Jay-Z address Cuba trip in new song 'Open Letter'
U.S. singer Beyonce and her husband, rapper Jay-Z, right, tours Old Havana as a body guard, left, and tour guide, right, accompany them in Cuba on Thursday, April 4, 2013. R&B's power couple is in Havana on their fifth wedding anniversary. (AP Photo/Ramon Espinosa)
Mesfin Fekadu, The Associated Press
Published Thursday, April 11, 2013 1:43PM EDT
Last Updated Thursday, April 11, 2013 2:53PM EDT
NEW YORK -- Jay-Z is defending his recent trip to Cuba in a new song.
The rapper released "Open Letter" Thursday after two Florida Republican lawmakers critical of the trip questioned if the rapper's visit to Havana with wife Beyonce, which coincided with their fifth wedding anniversary, was officially licensed.
On the song, Jay-Z talks about his distaste for politicians and repeats the refrain, "Y'all gon' learn today."
Jay-Z raps: "Want to give me jail time and a fine? Fine, let me commit a real crime."
U.S. Treasury officials said Tuesday the couple's trip was licensed as an educational exchange after Cuban-American U.S. Reps Ileana Ros-Lehtinen and Mario Diaz-Balart expressed concerns about the trip and wanted to know if it was licensed.

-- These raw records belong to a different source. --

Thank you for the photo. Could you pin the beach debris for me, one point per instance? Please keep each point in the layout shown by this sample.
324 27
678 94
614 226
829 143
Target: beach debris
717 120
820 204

Jay-Z and Beyonce are avid supporters of President Barack Obama. Jay-Z raps in his song, "Obama said, 'Chill, you gon' get me impeached, you don't need this (expletive) anyway, chill with me on the beach."
U.S. citizens are not allowed to travel to Cuba for mere tourism, though they can obtain licenses for academic, religious, journalistic or cultural exchange trips. The so-called people-to-people licenses were reinstated under the Obama administration. Beyonce and Jay-Z marked their fifth wedding anniversary in Havana last week.
On the new song the 17-time Grammy winner also addresses the Brooklyn Nets, which he owns less than 1 per cent of. Jay-Z is selling his stake in the team so he can become certified as a player agent, a person with knowledge of the details said Wednesday.
"Would have bought the Nets to Brooklyn for free, except I made millions off of you (expletive) dweebs, I still own the building, I'm still keeping my seats," he raps.
Jay-Z also calls himself "the Bob Dylan of rap music" on "Open Letter," which was produced by Timbaland and Swizz Beatz.